🤖 Micrograd Cpp
A tiny scalar-valued autograd engine and neural network stack in C++, built to understand automatic differentiation and low-level deep learning mechanics.
Rebuild a minimal autograd and neural network system from first principles in C++ to better understand how modern deep learning frameworks work under the hood.
Implement the computational graph, scalar value operations, and reverse-mode autodiff manually, then validate the core engine with a simple neural network stack.
Turned a foundational ML learning exercise into a reusable systems-oriented project that demonstrates strong grasp of autodiff, backpropagation, and clean C++ implementation.
Solo builder
- AI
- ML
- Machine Learning
- C++
What this project is
micrograd-cpp is my C++ reimplementation of the ideas behind Karpathy's micrograd: a compact scalar-valued autograd engine with a neural network built on top of it. The goal was not just to reproduce behavior, but to use the project as a systems-level exercise in how automatic differentiation actually works.
Problem I wanted to solve
Modern deep learning frameworks make gradient computation feel effortless, but that abstraction can hide the mechanics that matter when reasoning about model behavior, performance, or debugging. I wanted a small codebase where every value, graph edge, and backward pass step is understandable.
What I built
- A scalar-based value object that tracks data, gradients, and graph dependencies.
- Forward graph construction that captures the operations needed for backpropagation.
- Reverse-mode autodiff for computing gradients across composed expressions.
- A small neural network layer on top to validate the core engine end-to-end.
Technical choices
- I used C++ to stay close to memory and implementation details rather than relying on a higher-level numerical stack.
- I kept the engine intentionally minimal so the graph construction and backward pass stay inspectable.
- I treated the project as both a learning artifact and a code quality exercise: readable abstractions, manageable interfaces, and clear control over the computational graph.
Why it matters
This project is valuable because it demonstrates understanding rather than just library usage. For applied AI roles, I think that matters.
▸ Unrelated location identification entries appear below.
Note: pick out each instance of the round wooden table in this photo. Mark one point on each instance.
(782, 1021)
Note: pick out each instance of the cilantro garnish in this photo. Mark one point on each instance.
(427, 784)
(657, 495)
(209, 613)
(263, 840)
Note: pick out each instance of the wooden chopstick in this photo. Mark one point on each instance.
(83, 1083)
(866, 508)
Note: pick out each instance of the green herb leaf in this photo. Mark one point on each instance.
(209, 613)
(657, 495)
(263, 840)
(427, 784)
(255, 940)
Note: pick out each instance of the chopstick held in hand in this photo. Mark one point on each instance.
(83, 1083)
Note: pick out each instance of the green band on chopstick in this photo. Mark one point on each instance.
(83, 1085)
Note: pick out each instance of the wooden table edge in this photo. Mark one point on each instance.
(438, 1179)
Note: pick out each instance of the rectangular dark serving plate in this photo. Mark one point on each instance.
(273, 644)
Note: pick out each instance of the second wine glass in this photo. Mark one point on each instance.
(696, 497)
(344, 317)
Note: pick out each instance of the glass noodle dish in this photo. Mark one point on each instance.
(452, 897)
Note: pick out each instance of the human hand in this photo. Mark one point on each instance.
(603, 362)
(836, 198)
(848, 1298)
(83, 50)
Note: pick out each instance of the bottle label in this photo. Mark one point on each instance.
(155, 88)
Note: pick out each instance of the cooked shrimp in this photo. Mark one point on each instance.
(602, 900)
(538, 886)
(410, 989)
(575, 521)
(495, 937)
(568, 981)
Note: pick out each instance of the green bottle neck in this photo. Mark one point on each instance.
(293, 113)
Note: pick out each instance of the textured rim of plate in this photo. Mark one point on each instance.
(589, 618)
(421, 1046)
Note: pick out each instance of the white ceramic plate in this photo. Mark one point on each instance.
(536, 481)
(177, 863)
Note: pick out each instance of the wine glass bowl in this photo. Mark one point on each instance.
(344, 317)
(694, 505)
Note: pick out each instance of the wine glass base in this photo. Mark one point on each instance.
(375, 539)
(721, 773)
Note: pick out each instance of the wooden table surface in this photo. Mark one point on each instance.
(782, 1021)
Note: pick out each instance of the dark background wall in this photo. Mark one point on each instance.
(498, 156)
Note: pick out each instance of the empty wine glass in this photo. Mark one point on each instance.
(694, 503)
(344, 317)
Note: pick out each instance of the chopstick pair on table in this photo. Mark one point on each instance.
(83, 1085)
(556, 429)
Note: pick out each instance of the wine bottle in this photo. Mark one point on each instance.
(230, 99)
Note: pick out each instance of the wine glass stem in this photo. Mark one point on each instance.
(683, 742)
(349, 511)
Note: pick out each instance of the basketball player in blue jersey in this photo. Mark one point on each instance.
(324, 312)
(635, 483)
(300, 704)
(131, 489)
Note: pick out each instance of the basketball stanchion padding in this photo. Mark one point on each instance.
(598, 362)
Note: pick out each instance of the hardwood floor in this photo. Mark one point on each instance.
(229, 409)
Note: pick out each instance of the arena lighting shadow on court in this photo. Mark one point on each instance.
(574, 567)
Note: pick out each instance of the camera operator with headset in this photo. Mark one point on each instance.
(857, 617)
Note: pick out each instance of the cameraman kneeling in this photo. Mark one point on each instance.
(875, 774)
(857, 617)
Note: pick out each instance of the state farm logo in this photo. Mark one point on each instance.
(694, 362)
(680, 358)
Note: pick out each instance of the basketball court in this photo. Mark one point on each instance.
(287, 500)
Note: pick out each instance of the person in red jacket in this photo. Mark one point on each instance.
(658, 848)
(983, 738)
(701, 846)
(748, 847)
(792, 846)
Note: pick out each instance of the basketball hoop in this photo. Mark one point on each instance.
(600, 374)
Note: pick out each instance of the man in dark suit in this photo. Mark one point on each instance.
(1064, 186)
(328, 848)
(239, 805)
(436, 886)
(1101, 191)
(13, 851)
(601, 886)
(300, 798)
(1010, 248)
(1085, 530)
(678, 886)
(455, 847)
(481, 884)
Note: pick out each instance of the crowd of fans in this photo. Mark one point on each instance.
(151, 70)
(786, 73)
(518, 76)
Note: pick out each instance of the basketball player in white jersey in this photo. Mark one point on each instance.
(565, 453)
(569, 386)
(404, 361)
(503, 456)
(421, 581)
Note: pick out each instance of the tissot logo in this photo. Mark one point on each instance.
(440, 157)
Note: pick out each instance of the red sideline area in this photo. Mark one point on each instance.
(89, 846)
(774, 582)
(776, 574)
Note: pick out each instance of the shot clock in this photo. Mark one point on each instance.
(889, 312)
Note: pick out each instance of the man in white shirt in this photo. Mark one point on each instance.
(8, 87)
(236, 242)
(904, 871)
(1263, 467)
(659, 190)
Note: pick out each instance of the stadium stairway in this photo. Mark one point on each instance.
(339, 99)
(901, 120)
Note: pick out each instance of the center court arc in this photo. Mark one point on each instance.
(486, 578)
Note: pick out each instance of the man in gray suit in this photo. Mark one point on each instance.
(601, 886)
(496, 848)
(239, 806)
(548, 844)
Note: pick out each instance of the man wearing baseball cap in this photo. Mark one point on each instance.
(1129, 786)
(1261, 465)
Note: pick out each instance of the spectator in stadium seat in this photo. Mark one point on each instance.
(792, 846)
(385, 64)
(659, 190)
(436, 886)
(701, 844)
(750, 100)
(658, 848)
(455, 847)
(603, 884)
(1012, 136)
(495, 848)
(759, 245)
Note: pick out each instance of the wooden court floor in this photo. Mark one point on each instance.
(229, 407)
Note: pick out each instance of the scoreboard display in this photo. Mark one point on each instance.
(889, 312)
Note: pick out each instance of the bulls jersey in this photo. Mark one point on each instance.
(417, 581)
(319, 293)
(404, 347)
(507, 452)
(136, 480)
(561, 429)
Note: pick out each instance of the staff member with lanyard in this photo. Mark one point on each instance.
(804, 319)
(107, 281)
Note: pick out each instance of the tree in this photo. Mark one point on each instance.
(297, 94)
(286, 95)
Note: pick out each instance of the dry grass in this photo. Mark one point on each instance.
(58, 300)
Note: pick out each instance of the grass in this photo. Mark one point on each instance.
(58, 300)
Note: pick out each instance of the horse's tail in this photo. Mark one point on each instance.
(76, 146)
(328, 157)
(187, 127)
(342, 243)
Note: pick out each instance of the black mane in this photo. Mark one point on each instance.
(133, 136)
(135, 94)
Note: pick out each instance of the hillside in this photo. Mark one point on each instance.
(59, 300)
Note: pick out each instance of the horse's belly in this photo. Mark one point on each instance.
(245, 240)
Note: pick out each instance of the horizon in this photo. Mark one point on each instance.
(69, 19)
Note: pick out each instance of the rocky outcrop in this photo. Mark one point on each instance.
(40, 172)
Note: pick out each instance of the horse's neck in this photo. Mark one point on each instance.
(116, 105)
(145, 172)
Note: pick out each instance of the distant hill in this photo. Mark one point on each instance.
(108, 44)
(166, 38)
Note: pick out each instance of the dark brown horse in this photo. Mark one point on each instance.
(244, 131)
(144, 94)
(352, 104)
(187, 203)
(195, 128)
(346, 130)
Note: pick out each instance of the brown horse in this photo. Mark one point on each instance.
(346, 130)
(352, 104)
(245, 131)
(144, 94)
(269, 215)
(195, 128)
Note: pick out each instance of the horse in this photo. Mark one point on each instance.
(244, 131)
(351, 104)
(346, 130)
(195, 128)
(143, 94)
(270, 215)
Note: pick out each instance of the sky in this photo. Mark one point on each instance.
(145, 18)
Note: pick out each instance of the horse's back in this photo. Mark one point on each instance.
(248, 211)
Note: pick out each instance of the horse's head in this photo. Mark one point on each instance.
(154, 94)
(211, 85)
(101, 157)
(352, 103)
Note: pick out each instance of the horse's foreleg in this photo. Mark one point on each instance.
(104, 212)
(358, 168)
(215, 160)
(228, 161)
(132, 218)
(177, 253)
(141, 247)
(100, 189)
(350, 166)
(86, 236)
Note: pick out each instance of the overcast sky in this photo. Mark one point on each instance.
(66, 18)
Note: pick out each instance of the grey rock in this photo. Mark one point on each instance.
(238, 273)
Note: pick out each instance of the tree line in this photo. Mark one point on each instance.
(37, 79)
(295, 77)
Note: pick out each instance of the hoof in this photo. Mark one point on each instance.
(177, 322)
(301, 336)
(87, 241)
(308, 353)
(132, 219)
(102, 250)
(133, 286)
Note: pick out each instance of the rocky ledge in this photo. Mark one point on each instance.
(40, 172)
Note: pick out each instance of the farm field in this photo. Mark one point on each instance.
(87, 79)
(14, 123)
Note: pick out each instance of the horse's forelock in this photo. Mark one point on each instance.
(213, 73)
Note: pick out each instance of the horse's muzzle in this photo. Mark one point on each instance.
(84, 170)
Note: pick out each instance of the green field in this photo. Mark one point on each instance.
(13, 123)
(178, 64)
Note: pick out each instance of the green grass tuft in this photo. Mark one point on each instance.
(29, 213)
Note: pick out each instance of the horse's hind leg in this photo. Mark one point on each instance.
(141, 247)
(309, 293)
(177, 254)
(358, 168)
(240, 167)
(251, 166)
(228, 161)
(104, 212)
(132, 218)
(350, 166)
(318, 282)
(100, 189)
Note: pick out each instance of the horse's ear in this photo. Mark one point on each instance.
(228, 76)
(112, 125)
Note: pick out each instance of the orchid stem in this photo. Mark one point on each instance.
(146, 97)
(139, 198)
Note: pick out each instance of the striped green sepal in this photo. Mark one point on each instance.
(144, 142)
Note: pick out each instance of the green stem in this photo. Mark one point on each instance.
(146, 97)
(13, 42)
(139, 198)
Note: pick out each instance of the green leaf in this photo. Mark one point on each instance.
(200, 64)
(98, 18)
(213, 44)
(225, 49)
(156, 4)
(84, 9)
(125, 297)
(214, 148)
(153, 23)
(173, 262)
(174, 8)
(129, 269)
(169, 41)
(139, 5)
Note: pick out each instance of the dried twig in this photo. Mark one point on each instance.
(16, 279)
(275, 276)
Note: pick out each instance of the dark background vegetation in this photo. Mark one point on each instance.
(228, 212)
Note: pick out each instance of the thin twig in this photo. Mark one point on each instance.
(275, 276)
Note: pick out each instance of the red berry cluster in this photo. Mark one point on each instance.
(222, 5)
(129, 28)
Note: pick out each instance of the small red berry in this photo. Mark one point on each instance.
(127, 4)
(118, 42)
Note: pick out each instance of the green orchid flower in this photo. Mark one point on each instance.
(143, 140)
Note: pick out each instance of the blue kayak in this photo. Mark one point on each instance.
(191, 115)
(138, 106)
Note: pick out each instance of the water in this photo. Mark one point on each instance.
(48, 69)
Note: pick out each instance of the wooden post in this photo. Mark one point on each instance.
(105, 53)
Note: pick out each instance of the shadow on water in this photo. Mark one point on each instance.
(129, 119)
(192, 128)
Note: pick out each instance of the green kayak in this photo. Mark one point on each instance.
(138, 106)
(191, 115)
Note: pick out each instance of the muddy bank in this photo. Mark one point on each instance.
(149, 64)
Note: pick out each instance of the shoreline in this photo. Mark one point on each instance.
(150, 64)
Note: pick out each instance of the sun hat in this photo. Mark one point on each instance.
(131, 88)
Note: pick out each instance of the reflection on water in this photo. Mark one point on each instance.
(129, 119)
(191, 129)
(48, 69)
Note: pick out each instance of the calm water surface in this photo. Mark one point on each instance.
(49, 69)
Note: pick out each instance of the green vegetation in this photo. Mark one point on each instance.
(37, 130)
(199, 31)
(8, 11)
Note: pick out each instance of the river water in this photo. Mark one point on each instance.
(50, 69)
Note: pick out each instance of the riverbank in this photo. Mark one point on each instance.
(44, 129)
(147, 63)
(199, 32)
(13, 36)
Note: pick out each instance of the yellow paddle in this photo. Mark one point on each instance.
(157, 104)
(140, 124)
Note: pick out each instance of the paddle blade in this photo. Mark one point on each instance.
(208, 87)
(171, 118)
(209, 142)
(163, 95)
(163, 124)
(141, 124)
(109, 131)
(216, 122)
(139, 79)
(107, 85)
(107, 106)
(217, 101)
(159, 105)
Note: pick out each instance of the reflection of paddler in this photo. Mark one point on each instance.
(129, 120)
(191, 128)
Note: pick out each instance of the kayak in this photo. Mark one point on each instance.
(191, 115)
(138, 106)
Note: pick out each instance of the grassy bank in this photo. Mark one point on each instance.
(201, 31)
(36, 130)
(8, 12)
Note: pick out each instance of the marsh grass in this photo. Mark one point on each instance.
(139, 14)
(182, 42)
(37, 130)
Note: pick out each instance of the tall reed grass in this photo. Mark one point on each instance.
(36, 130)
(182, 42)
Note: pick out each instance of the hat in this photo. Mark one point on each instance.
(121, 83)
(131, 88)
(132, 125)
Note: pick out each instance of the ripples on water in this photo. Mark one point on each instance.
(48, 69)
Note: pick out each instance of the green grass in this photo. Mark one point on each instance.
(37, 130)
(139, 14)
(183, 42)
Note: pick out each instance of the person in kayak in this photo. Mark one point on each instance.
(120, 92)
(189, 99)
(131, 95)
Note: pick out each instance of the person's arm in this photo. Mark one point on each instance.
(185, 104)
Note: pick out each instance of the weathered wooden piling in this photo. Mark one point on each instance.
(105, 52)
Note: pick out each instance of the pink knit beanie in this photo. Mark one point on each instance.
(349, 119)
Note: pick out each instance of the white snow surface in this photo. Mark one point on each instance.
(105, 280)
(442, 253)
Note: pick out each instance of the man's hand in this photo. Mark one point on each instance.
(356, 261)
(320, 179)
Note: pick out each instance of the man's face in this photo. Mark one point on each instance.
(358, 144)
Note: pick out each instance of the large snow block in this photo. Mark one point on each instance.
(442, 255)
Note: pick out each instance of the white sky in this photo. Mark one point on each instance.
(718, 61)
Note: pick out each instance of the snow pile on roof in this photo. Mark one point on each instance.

It shows I can reason from first principles, move between theory and implementation, and build small but meaningful systems that expose core ML mechanics.
What I would improve next
- Add tensor support beyond scalar values.
- Benchmark memory and runtime tradeoffs against more optimized implementations.
- Expand test coverage around graph correctness and gradient stability.
- Add richer examples that move from toy networks toward more realistic training loops.